Paid content is Grail, and it’s still rare in a world historically built for free. In February, Spotify, the other big company in the market, announced that it would open its paid podcast platform, which is a small revolution.
Rumor lends Al Suwaidi a project to launch a podcast show through paid subscriptions, separate from his music catalog. And it actually produces many podcasts directly, which can feed into an exclusive catalog.
In January, The Information reported that the same idea was under consideration at Apple.
Tom Myers notes: “Everyone wants to have a Netflix podcast.”
But even if the era of illegal sharing sites has blurred the standards for some time, the habit of paying for music has become entrenched among consumers, says Peter Fall, an analyst at eMarketer, and that’s not the case for podcasts.
Most of the major players in the podcast, Apple, Spotify, but also Amazon Music will “have to convince their users that it is worth paying for both” music and podcasts, as Peter Fall warns, “challenge.”
According to a YouGov poll published at the end of March by Variety, 83% of podcast listeners reject the idea of paying to listen to a program.
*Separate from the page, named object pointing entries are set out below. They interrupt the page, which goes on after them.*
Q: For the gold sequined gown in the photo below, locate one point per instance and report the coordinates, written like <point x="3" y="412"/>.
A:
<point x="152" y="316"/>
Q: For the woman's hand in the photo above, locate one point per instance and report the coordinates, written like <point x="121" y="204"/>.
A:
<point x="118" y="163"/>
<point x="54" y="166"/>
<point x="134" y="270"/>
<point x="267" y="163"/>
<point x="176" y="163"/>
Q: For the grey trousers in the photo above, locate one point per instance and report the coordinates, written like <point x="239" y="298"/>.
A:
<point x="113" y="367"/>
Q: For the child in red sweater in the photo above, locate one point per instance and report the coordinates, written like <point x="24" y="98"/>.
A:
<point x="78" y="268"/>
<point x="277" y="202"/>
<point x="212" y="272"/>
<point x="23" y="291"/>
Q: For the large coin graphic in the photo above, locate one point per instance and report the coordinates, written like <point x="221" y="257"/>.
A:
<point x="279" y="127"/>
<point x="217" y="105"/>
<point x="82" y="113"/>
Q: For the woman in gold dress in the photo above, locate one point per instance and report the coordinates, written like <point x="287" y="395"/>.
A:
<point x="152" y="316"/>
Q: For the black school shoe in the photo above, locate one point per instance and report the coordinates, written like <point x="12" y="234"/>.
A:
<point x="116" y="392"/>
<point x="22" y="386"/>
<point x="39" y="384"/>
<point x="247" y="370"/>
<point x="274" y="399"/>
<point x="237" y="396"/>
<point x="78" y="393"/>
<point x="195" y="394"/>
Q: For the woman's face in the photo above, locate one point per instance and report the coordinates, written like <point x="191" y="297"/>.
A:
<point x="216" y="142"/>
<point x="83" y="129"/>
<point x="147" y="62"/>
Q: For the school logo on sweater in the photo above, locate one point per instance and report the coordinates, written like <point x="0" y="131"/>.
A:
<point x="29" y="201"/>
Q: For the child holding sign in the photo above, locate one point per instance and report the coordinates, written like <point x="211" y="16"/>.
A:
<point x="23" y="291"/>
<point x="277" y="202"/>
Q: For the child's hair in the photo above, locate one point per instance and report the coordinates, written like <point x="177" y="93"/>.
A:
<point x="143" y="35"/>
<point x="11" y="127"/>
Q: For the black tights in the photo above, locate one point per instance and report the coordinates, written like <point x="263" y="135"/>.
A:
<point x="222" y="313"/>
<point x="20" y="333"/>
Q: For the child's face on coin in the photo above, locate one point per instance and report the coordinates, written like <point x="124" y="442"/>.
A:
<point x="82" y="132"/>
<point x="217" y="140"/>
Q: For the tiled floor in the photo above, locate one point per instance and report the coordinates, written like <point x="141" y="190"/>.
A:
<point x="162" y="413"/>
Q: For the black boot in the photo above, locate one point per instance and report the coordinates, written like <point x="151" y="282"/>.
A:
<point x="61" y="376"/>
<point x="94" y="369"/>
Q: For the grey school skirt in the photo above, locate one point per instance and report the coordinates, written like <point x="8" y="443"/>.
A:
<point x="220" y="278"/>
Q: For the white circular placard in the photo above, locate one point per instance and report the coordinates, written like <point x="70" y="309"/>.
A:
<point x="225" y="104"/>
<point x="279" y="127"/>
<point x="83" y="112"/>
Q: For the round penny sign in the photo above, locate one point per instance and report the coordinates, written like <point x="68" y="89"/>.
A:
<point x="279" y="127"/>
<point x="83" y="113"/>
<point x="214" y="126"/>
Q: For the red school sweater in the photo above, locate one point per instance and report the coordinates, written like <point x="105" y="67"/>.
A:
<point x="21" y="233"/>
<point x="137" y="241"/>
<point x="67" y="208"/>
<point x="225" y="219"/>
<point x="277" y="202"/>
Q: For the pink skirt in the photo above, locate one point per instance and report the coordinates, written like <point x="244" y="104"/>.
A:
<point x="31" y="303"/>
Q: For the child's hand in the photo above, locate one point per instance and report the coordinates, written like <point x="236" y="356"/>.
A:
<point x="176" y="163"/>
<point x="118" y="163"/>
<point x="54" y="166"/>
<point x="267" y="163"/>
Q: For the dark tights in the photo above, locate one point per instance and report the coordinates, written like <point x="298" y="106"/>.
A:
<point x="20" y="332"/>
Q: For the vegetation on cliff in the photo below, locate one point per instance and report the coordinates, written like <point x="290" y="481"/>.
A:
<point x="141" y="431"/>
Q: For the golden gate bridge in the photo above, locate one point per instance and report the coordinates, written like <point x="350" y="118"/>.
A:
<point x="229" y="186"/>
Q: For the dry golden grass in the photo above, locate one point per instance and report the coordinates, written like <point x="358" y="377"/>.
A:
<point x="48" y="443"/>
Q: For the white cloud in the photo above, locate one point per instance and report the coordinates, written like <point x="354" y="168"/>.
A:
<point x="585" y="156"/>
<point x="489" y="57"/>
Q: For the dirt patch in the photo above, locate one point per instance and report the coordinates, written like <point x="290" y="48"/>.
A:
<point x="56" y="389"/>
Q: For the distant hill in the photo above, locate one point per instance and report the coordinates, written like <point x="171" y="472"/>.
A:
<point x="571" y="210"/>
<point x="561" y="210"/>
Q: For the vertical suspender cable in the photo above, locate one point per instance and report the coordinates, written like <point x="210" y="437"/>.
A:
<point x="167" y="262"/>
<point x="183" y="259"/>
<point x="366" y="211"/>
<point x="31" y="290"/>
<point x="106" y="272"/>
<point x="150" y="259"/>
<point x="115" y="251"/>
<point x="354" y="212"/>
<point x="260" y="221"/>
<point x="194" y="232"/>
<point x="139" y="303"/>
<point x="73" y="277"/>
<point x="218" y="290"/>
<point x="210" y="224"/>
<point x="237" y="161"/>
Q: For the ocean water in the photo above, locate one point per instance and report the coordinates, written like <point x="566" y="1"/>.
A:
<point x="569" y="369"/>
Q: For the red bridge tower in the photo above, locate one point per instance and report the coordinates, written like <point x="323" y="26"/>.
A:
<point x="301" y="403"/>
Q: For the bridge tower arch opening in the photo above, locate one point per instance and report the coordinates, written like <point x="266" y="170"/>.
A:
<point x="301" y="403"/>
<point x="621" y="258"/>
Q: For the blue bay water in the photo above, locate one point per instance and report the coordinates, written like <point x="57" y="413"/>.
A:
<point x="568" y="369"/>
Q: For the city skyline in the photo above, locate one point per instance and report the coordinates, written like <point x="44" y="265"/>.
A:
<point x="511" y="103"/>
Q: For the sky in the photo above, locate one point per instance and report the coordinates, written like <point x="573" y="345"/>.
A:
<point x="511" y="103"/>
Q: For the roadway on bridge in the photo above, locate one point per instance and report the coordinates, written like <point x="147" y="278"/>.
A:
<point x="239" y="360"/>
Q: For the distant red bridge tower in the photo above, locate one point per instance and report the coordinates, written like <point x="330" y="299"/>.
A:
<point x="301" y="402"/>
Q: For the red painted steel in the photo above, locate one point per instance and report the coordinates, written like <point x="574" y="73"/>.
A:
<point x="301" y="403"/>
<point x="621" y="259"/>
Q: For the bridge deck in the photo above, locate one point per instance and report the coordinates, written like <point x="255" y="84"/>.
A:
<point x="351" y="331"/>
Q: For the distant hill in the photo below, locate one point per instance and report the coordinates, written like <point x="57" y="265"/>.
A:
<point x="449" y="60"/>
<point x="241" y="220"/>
The paid platform Luminary, which launched with great fanfare in 2019, is struggling to take off.
The radio is suffering
In addition to advertising and sponsorship, many professional podcast programs supplement their income by selling merchandise and books, organizing public events (outside the pandemic), or giving sponsored shows.
Co-founder of Podcorn, an advertiser and podcast creator linking platform that creates personalized ads, Agnes Kozera compares the environment to what YouTube was like in the early 2000s.
At the time, “there weren’t a lot of YouTubers investing their content” on the online video site, she recalls.
For her, advertising remains “by far” the “most important” source of income “for podcast creators, with the potential to attract” many advertisers “more than YouTube,” because not all brands are made. For the video. “
Many now offer premium, auto-entered ads based on each listener’s characteristics.
Breather, it’s likely changing a market where advertising messages were often read during the show, often by the presenter himself, according to Peter Fall.
After worrying, the pandemic will have finally made use of podcasts. The historic downturn in car commuting has overburdened the radio and after years of lack of permeability, there is a “gradual shift” of ad revenue to podcasts, notes Agnes Cosera, although the ratio should remain a to ten in 2021, according to numerous studies.
While he’s nibbling on the radio revenue, should podcasts have to worry about the rise of the podcasts, chat rooms that made popular through the Clubhouse platform? Agnes Kozera does not see any threat, because “With live content, advertisers cannot validate or verify anything. So there is a risk.”
“Hardcore beer fanatic. Falls down a lot. Professional coffee fan. Music ninja.”